His 2026 team had a 17–1 record MAC play which was good for second place. Their only conference loss was to Miami who finished the regular season unbeaten and ranked 20th. Their 34–2 conference record over two seasons set a new MAC mark for best record over a two-year span. Akron won the MAC tournament and earned a spot in the 2026 NCAA tournament. This was Akron's third straight MAC tournament championship.
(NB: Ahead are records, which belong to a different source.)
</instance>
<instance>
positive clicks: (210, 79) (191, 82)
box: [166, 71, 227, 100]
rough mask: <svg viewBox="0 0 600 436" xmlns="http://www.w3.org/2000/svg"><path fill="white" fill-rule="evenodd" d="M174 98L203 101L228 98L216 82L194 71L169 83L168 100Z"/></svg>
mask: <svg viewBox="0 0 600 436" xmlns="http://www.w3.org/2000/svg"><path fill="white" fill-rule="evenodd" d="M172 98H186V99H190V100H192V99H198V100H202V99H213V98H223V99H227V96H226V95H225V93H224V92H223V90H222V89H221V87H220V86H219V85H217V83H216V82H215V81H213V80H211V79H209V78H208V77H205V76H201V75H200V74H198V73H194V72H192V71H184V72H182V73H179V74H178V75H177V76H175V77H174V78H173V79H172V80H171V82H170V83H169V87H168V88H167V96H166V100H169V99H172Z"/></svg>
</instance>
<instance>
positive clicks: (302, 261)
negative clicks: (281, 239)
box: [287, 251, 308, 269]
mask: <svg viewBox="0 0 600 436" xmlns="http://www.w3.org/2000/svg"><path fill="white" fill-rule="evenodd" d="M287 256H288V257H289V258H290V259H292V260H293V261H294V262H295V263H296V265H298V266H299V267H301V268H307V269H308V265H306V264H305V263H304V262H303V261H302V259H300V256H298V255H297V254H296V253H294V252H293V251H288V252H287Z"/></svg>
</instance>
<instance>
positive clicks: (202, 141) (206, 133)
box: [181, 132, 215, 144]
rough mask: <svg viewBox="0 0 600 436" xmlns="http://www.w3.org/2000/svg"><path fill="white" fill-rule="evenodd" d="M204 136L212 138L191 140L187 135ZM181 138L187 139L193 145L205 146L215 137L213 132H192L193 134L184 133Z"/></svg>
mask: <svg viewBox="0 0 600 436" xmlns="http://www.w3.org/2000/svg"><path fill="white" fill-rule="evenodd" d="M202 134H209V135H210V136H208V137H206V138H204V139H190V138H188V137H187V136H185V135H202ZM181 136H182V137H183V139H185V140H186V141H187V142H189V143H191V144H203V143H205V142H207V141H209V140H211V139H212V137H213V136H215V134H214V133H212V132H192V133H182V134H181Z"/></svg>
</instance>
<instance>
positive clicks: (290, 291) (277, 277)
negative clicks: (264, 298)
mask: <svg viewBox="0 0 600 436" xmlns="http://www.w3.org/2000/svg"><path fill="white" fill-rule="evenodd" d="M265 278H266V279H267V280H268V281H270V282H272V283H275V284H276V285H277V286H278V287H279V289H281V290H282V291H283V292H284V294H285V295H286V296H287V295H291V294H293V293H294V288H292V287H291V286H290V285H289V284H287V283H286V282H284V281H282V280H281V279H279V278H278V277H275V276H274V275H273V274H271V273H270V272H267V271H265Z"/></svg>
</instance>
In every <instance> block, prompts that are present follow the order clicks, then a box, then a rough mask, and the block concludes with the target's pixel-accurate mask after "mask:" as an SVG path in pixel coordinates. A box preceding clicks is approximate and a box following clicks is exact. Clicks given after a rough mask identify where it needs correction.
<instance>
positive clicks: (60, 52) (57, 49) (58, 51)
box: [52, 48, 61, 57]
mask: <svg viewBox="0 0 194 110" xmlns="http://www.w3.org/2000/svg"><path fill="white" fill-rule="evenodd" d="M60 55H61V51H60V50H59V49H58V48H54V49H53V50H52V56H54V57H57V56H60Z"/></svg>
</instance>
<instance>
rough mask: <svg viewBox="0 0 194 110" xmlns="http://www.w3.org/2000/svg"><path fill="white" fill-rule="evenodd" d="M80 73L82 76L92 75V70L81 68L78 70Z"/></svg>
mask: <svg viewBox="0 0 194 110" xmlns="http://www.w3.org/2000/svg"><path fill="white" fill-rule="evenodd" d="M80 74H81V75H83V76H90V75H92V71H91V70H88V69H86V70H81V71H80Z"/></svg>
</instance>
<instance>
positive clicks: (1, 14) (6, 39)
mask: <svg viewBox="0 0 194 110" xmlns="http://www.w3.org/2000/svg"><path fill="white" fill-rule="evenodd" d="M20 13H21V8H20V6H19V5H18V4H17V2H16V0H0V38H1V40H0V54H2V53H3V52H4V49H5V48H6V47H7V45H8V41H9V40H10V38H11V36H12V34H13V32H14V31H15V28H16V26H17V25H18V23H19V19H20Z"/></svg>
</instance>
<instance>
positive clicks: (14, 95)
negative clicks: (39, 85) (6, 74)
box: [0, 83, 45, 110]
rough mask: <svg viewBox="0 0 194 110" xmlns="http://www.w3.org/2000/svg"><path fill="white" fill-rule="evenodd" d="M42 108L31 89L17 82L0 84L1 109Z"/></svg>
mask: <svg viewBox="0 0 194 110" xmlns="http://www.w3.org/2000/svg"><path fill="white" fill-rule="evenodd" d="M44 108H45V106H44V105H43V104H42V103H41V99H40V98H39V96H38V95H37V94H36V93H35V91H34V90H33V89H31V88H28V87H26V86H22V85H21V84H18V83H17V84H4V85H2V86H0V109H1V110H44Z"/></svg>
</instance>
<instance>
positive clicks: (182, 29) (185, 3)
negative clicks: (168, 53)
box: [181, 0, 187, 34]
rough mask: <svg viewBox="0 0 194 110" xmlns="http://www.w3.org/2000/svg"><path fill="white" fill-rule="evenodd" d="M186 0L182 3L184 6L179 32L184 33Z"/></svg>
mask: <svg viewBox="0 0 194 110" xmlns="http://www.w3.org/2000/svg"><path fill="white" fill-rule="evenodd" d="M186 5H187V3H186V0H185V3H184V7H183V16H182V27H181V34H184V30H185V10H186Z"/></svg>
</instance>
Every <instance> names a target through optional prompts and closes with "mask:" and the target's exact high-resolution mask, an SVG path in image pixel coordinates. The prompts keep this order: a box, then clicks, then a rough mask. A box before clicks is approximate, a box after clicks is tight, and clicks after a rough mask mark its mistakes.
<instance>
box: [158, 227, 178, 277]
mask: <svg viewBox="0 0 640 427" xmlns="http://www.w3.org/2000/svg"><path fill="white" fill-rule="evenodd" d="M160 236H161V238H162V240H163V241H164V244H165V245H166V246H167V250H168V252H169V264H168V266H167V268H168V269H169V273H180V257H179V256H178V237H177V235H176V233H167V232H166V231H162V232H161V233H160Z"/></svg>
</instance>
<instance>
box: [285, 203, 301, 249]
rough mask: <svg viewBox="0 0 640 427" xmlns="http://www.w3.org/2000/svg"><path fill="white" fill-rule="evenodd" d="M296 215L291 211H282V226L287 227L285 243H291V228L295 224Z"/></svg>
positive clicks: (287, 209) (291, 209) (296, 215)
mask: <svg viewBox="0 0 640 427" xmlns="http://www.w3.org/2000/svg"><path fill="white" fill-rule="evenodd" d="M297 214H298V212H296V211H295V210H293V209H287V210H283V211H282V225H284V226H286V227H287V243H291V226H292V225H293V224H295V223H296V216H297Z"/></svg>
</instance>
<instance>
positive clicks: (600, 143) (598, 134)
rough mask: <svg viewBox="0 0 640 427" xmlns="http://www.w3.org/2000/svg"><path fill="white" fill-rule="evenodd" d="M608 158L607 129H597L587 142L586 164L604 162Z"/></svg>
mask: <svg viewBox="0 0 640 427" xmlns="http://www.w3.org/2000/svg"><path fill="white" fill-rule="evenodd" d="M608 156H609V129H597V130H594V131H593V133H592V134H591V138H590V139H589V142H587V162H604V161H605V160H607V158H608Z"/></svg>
They lost to Texas Tech in the first round.

===College of Charleston===
On March 30, 2026, he accepted the head coach position at the College of Charleston.

==Head coaching record==

Record table
| Season | Team | Overall | Conference | Standing | Postseason |
Ohio Bobcats (Mid-American Conference) (2008–2012)
| 2008–09 | Ohio | 15–17 | 7–9 | 6th (East) |  |
| 2009–10 | Ohio | 22–15 | 7–9 | 5th (East) | NCAA Division I Round of 32 |
| 2010–11 | Ohio | 19–16 | 9–7 | 3rd (East) | CIT Quarterfinal |
| 2011–12 | Ohio | 29–8 | 11–5 | 3rd (East) | NCAA Division I Sweet 16 |
| Ohio: |  | 85–56 (.603) | 34–30 (.531) |  |  |  |  |  |
Illinois Fighting Illini (Big Ten Conference) (2012–2017)
| 2012–13 | Illinois | 23–13 | 8–10 | T–7th | NCAA Division I Round of 32 |
| 2013–14 | Illinois | 20–15 | 7–11 | T–8th | NIT Second Round |
| 2014–15 | Illinois | 19–14 | 9–9 | T–7th | NIT First Round |
| 2015–16 | Illinois | 15–19 | 5–13 | 12th |  |
| 2016–17 | Illinois | 18–14 | 8–10 | 9th | NIT Quarterfinal |
| Illinois: |  | 95–75 (.559) | 37–53 (.411) |  |  |  |  |  |
Akron Zips (Mid-American Conference) (2017–2026)
| 2017–18 | Akron | 14–18 | 6–12 | 6th (East) |  |
| 2018–19 | Akron | 17–16 | 8–10 | 4th (East) |  |
| 2019–20 | Akron | 24–7 | 14–4 | 1st (East) | No postseason held |
| 2020–21 | Akron | 15–8 | 12–6 | T–3rd |  |
| 2021–22 | Akron | 24–10 | 14–6 | 4th | NCAA Division I Round of 64 |
| 2022–23 | Akron | 22–11 | 13–5 | 3rd |  |
| 2023–24 | Akron | 24–11 | 13–5 | T–2nd | NCAA Division I Round of 64 |
| 2024–25 | Akron | 28–7 | 17–1 | 1st | NCAA Division I Round of 64 |
| 2025–26 | Akron | 29–6 | 17–1 | 2nd | NCAA Division I Round of 64 |
| Akron: |  | 197–94 (.677) | 116–51 (.695) |  |  |  |  |  |
Charleston Cougars (Coastal Athletic Association) (2026–present)
| 2026–27 | Charleston | 0–0 | 0–0 |  |  |
| Charleston: |  | 0–0 (–) | 0–0 (–) |  |  |  |  |  |
| Total: |  | 377–225 (.626) |  |  |  |  |  |  |  |
National champion Postseason invitational champion Conference regular season champion Conference regular season and conference tournament champion Division regular season champion Division regular season and conference tournament champion Conference tournament champion

==Personal life==
Groce's brother is Travis Steele, the current head coach of Miami (OH).